La requête a été communiquée à la préfète de la Loire, qui a produit des pièces, enregistrées le 17 février 2026.
Vu les autres pièces du dossier.
Vu :
- la convention européenne de sauvegarde des droits de l’homme et des libertés fondamentales ;
- le code de l’entrée et du séjour des étrangers et du droit d’asile ;
- le code des relations entre le public et l’administration ;
- le code de justice administrative.
La présidente du tribunal a désigné Mme C… pour exercer les pouvoirs qui lui sont conférés par les articles L. 921-1 à L. 922-3 et R. 921-1 à R. 922-28 du code de l’entrée et du séjour des étrangers et du droit d’asile.
Les parties ont été régulièrement averties du jour de l’audience.

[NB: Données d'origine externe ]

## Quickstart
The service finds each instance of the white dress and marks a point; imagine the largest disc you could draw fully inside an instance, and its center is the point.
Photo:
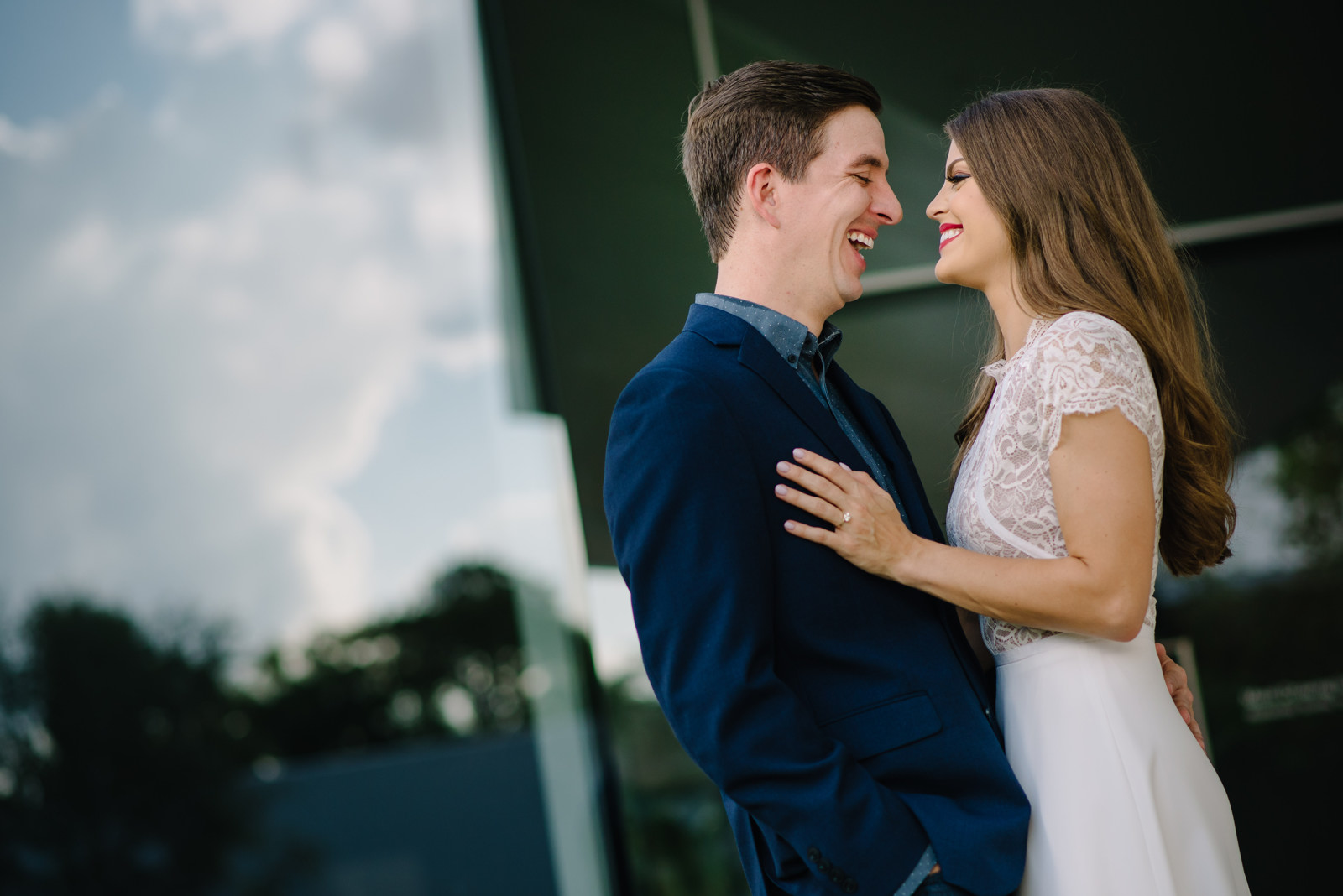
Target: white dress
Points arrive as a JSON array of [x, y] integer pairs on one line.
[[1123, 801]]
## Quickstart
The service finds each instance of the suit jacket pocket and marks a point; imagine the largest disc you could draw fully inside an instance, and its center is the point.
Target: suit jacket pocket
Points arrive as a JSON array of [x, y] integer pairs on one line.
[[886, 726]]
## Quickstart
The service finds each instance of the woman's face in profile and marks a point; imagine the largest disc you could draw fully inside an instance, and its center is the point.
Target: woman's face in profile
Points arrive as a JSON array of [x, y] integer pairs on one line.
[[974, 246]]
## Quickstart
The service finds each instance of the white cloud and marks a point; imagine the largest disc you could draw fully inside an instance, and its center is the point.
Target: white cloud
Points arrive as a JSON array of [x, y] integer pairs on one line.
[[336, 53], [34, 143], [208, 29], [201, 346]]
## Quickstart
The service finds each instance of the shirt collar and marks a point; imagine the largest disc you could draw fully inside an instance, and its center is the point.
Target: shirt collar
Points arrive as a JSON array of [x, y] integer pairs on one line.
[[790, 338]]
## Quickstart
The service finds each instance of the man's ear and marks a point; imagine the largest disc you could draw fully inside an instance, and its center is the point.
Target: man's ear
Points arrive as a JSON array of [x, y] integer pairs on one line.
[[763, 192]]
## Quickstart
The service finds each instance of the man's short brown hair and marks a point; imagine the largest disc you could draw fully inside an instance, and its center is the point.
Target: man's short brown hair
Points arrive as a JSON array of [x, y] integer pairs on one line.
[[767, 112]]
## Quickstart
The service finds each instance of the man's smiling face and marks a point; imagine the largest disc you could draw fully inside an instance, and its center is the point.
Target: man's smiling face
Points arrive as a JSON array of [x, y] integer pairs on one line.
[[832, 215]]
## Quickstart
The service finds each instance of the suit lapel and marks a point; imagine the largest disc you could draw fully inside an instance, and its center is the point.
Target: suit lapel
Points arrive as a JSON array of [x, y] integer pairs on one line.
[[888, 441], [759, 356]]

Au cours de l’audience publique du 19 février 2026, Mme C… a présenté son rapport et entendu :
- les observations de Me Pimmel, substituant Me Vernet, représentant M. A…, qui conclut aux mêmes fins, par les mêmes moyens que la requête initiale, rappelle la situation de l’intéressé et souligne que sa situation personnelle comme professionnelle ont évolué, dès lors qu’il vit en concubinage avec une compatriote en situation régulière, que sa mère et ses sœurs sont présentes en France, en situation régulière, qu’il travaille dans le secteur du BTP, que les obligations de pointage sont disproportionnées, dès lors que son travail nécessite qu’il se déplace sur des chantiers sur l’ensemble du territoire ;
- M. A… n’était pas présent ;
- la préfète de la Loire n’était ni présente, ni représentée.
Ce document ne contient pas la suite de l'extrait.